紛争の内容
相手方が依頼者である自動車販売店へ相手方が所有する車の修理を依頼したが、修理に不備があったため、何回か修理が行われました。
修理は完了しましたが、相手方が車の引き取りを拒否しており、販売店の敷地内駐車場に車が置かれたままになっていたため、依頼者の土地の所有権が侵害されていました。
また、依頼者が相手方に対し、修理が完了するまで代車を貸し渡しましたが、修理が完了したにもかかわらず、相手方は代車の返還を拒否していました。

交渉・調停・訴訟などの経過
弁護士から相手方に対し、預かり車両の引き取り及び代車の返還を求める書面を数回送付しましたが、相手方が応じなかったため、土地明渡(預かり車両の引取り)及び代車の引渡しを求める訴訟を提起しました。
訴状送達において、相手方の居住実体が不明確であったため、弁護士が相手方の住所の送達場所調査を行い、付郵便送達が行われました。

本事例の結末
相手方は裁判に欠席し、書面も提出しなかったため、請求認容判決が出されました。
判決が言い渡された後、強制執行が行われるまでの間、弁護士から相手方に対し、預かり車両の引き取り及び代車の返還を求める旨の連絡を行いました。
その結果、相手方が自分の車を任意に引き取りに来たため、土地明渡の強制執行については申立を取り下げました。
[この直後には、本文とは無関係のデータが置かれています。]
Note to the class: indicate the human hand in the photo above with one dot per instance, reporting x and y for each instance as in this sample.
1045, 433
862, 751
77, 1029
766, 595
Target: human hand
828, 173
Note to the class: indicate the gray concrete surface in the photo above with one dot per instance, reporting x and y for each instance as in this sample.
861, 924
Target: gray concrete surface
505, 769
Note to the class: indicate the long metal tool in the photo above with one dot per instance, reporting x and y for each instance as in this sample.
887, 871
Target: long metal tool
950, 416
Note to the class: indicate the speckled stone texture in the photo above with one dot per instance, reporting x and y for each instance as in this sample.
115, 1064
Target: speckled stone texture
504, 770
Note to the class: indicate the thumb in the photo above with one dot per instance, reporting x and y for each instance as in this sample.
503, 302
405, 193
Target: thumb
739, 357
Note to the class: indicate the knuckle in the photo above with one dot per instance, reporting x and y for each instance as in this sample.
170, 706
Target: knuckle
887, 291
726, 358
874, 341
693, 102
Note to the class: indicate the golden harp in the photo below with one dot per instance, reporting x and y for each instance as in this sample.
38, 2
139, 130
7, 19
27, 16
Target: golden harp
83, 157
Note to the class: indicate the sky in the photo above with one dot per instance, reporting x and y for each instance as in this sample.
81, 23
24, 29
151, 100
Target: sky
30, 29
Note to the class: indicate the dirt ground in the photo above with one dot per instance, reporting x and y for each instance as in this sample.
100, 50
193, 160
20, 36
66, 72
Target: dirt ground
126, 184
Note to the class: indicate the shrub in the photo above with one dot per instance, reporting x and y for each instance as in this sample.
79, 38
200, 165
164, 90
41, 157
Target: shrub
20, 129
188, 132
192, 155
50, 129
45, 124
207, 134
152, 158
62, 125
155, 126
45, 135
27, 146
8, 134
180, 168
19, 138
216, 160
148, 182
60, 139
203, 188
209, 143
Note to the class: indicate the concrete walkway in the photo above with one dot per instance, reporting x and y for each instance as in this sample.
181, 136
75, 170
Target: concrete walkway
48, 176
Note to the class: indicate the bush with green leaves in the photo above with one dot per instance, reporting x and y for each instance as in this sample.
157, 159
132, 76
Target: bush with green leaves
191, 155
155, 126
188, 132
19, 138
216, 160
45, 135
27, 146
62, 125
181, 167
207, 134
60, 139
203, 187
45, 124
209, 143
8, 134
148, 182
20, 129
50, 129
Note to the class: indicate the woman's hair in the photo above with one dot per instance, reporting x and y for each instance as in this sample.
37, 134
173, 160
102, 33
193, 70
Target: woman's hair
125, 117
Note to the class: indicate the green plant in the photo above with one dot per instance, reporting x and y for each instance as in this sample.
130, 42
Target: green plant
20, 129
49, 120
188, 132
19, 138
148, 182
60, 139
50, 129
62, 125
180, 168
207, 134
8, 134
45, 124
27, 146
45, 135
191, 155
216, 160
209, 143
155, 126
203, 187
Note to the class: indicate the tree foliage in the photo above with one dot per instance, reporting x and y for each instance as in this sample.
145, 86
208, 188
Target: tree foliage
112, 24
代車の引渡しについては、任意の引渡しがなされなかったため、強制執行がなされ、最終的に依頼者は代車を取り戻すことができました。

本事例に学ぶこと
今回の事例は、相手方が代車を処分してしまう可能性も考えられたため、弁護士も書面の送付や訴訟提起を迅速に行い、結果的に早期に依頼者の目的を達成することができました。今回のように緊急性の高い事案では、可能な限り迅速に対応をすることが重要です。
また、判決内容の任意の履行を求めれば、今回のように相手方が任意の履行に応じてくれることもあるため、相手方に対し、粘り強く任意の履行を求めるのも一つの方法と言えます。